Thanks to the signal problem at my cable TV operators end, I switched on to DD National and DD News this afternoon. The very first thought which struck me was that I should better move to a DTH operator, but then I started enjoying the programs on both the channels. After all, beggars cannot be choosers. I felt that many programs and advertisements on both the channels were simply meant for spreading awareness , be it related to farmers or Common Wealth Games or dengue. There I came across a commercial “Jago Grahak Jago”, which reminded me of the principle of "Caveat Emptor", meaning Let the buyer beware. An investor is also a buyer, one who pays a certain amount to buy his peace of mind by securing his future. When at MONEY MATTERS, I have the liberty to replace buyer with investor. But let the investor beware gives a very negative impression. It seems as if the investor will have to look for a fresh apple among 100 rotten ones. Its better to BE AWARE than to BEWARE. So again I took the liberty and framed the maxim “ Investor Be Aware”. In this series of Investor Be Aware, first of all I will try to make those investors aware who are investing in the stock market. Here are a few do’s and dont’s for such investors :
1. Firstly, make up your mind whether you are into the market as an INVESTOR or a TRADER. Being an investor, you should not be worried about the short term market fluctuations.
2. Before selecting your broker, do some homework. You can ask your colleagues and friends about the quality of services provided by the broker. Listen to the opinions of both, who are satisfied and who are not.
3. Ask your broker for a copy of the brokerage rates and other service charges. This will help you to compare the same with the charges of other broking firms, thus allowing you to take better decisions.
4. Certain costs charged by the brokers are negotiable. Utilize your skills and get the best deal.
5. Do not sign the account opening form blindly. Generally, it consists of two sets of forms, one for the demat account and the other for the trading account. Take some time and read the clauses where you are signing.
6. Make sure that you have the correct bank details to avoid any delays in transactions and corporate actions.
7. Dont forget to provide the nomination details.
8. If you are opting for an online trading account, ask the broker to give you a live demo of their trading platform.
9. Passwords are like socks, keep changing them regularly, to avoid the possibilities of online frauds.
10. Make sure that all the contracts with the broker, DP and stock exchange (which are a part of the account opening form) are properly filled and a copy of the same is collected by you as soon as the account is opened.
11. Do not leave blank signed delivery instruction slips with your broker. Its as good as a blank cheque.
12. After every trade, do collect your contract note. It acts as a proof for your trade in a particular security.
13. If you are an investor, do not get carried away by the low brokerage charges offered on non-delivery trades. You will become the beneficial owner of the securities only when the same are in your demat account and not in the broker’s pool account.
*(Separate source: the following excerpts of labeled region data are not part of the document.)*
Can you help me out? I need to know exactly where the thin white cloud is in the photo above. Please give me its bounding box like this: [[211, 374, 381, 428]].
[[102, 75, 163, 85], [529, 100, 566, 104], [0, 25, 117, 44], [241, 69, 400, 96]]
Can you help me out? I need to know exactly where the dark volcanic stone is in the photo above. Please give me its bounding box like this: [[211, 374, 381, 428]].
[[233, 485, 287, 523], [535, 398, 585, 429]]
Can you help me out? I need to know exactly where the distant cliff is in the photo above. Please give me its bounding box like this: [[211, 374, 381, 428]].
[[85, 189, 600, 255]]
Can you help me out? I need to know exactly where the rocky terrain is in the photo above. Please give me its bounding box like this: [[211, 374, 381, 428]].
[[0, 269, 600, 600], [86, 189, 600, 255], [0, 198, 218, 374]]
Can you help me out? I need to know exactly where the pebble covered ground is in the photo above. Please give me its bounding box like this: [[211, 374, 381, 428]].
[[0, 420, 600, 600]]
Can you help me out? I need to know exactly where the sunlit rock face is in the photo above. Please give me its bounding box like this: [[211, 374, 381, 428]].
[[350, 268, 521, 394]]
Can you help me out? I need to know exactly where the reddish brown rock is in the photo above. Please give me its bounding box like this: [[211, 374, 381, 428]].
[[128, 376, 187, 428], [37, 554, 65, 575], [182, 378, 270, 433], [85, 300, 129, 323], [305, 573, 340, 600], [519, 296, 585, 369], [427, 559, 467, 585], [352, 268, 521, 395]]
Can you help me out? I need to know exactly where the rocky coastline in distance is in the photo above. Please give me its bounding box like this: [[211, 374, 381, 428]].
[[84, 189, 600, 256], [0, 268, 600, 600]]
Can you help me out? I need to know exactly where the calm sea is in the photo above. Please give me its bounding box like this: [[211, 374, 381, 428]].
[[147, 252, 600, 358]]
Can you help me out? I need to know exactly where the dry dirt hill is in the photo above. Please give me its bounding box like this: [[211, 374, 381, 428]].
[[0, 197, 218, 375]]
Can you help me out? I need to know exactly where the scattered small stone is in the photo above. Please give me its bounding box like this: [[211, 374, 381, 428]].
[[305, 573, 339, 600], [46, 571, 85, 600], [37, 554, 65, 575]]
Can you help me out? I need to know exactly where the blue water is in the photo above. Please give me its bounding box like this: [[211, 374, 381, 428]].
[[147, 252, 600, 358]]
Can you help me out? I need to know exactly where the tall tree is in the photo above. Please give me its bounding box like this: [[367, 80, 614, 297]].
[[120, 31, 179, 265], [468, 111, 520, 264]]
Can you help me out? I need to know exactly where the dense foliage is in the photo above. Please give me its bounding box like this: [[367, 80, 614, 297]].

14. Check whether the scrips have been credited to your account within 48 hours of the exchange pay-out.
15. Keep a track of your transactions by verifying your account statements at regular intervals.
16. Keep the broker informed about any change in your address, contact numbers and email ids, so that he can keep you informed.
17. Stay away from market rumours. The classic mistake which an investor makes is that when the markets are bullish, he turns blind to the risks and in case of bearish markets, he turns blind to the returns. So invest on the basis of fundamentals of a company.
18. In case you are not satisfied by the services or you have be defrauded, utilize the grievance redressal mechanism provided by the Stock Exchanges and SEBI
Be aware of where and how your hard earned savings are being invested , because MONEY MATTERS a lot.